第51期 #21

黒い猫と白い私

 道路の端に黒い猫が横たわっていた。辺りにはセミの鳴き声が響いていた。
 私は日課となっている夕方の散歩中にそれを見つけた。おそらく車にはねられたのだろう。心無いドライバーはそのまま放置していったに違いない。とは言ってもそれは当然のこととも言える。
 運転手も自ら望んで轢いたわけではない。突然飛び出してきた猫を避けきれず不運にもはねてしまったのだろう。これが人間だったならまだしも、わざわざこの物体を病院に運んでいくなど誰がしようか。触れることすら嫌に違いない。
 しかしながらその猫は、内臓を撒き散らしてるわけでもなく血が吹き出ているわけでもない。元の形のままでそこに倒れているのだった。
 私は静かに近づいてみた。ほとんど日は沈み辺りには多少涼しい風が吹いてきている。とはいえ日中に地面に蓄えられた熱が身体を焼く。そして遠くにいる時には気付かなかった妙な匂いが漂ってきた。
 はねられてから数時間は経っているであろう。どのようにして死んだのか私は知らない。苦しんだのかも知れないしそうでないのかも知れない。
 私は黒い、少し前までは猫であった物をそっと抱き上げた。
 外傷がないように見えた体も裏側は血でべっとりとしており、アスファルトの熱で焼けて地面にはりついた部分を剥がすようにしなければならなかった。また、抱き上げると同時にもわっとした異臭が鼻をついた。

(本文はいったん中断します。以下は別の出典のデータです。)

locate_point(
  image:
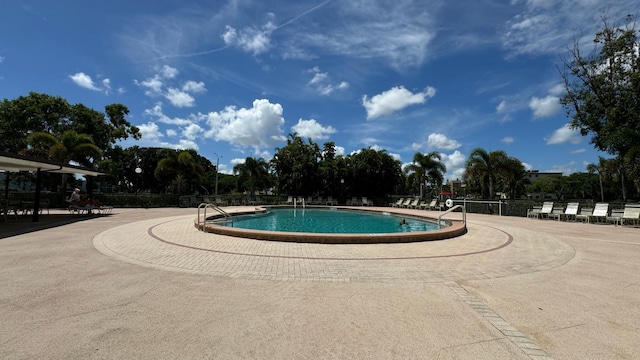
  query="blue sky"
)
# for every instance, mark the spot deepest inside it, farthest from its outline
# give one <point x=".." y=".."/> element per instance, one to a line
<point x="233" y="78"/>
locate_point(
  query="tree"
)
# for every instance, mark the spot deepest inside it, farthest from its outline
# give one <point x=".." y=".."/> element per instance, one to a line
<point x="602" y="92"/>
<point x="70" y="147"/>
<point x="371" y="173"/>
<point x="251" y="174"/>
<point x="297" y="166"/>
<point x="513" y="177"/>
<point x="482" y="169"/>
<point x="427" y="168"/>
<point x="180" y="168"/>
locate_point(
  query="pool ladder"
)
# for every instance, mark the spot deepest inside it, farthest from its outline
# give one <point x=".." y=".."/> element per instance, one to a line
<point x="464" y="215"/>
<point x="227" y="218"/>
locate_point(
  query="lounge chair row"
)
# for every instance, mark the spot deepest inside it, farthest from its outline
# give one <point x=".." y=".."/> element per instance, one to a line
<point x="413" y="203"/>
<point x="598" y="214"/>
<point x="309" y="200"/>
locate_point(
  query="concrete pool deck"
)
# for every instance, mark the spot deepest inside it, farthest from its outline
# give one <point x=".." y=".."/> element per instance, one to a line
<point x="145" y="284"/>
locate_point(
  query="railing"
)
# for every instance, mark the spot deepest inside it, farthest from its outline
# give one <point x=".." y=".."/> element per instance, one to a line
<point x="205" y="206"/>
<point x="464" y="215"/>
<point x="488" y="202"/>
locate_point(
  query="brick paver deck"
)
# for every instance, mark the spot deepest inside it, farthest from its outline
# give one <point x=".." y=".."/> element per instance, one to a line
<point x="145" y="284"/>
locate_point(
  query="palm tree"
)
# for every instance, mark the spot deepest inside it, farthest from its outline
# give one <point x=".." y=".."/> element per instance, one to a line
<point x="178" y="167"/>
<point x="70" y="147"/>
<point x="483" y="168"/>
<point x="514" y="177"/>
<point x="427" y="167"/>
<point x="593" y="168"/>
<point x="252" y="172"/>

 持ち上げた体は予想よりもずっしりとしていた。だがそれ以上に生を失ったものの軽さを感じさせた。
 そうして私は歩道の隅にある植え込みに猫を横たえた。私の手には猫から抜け落ちた黒い毛が、その身体から流れ出た粘つく血によってこびりついていた。
 ふと思う。私は何故こんなことをしたのだろうか。分からない。
 人通りもなく誰も私のことなど見ていない。見ていたとしても気持ちのやつとしか思われないだろう。

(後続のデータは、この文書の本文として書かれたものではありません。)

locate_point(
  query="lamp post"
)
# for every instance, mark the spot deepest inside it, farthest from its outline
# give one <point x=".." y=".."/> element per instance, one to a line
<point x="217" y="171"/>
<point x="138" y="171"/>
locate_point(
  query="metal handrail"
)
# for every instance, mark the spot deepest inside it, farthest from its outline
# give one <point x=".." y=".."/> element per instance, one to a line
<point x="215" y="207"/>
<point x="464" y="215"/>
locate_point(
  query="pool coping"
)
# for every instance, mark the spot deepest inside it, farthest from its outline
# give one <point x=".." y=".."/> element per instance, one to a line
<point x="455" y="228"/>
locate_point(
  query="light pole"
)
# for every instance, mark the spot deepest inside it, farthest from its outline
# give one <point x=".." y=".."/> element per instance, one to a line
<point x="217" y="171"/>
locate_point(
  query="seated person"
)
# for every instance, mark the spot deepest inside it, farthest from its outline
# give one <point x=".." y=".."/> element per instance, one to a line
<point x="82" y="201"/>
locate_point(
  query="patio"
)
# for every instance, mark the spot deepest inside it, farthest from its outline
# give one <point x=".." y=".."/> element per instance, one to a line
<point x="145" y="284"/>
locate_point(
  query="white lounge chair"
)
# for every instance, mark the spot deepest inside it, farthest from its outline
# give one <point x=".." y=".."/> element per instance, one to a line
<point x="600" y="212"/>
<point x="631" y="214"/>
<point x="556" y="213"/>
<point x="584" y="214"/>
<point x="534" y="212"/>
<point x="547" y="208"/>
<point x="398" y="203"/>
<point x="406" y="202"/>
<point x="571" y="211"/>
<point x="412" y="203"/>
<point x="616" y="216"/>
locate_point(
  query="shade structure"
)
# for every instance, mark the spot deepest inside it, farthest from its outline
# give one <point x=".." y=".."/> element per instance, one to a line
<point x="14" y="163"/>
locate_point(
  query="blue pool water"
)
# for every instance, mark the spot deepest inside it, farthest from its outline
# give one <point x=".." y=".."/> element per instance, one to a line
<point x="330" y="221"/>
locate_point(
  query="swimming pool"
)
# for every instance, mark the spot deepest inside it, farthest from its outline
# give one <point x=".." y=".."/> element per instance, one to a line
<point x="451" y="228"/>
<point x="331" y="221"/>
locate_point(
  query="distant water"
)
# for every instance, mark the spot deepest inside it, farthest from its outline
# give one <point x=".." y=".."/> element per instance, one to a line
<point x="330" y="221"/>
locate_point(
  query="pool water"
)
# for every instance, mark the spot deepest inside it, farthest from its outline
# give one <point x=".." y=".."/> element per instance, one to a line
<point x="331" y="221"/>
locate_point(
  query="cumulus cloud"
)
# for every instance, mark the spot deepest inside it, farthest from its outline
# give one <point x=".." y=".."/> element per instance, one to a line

 猫にしたって私の行為は全く無意味なものだった。彼はもう死んでいるのだから。道路の上で日に晒され朽ちていくのも、木陰で静かに土に還っていくのも同じこと。
 強いて言えば自己満足だったのだろう。ただそれだけだ。

 私はそうして家路についた。
 手にこびりついた血が匂う。貼り付いた毛に違和感を覚える。しかし悪い気はしなかった。
 五分ほど歩いて私は自宅に到着した。玄関の前にはセミの死骸。
 夏の終わりも近い。
 死骸を踏み砕く小気味好い音を聞きながら玄関のドアを開いた。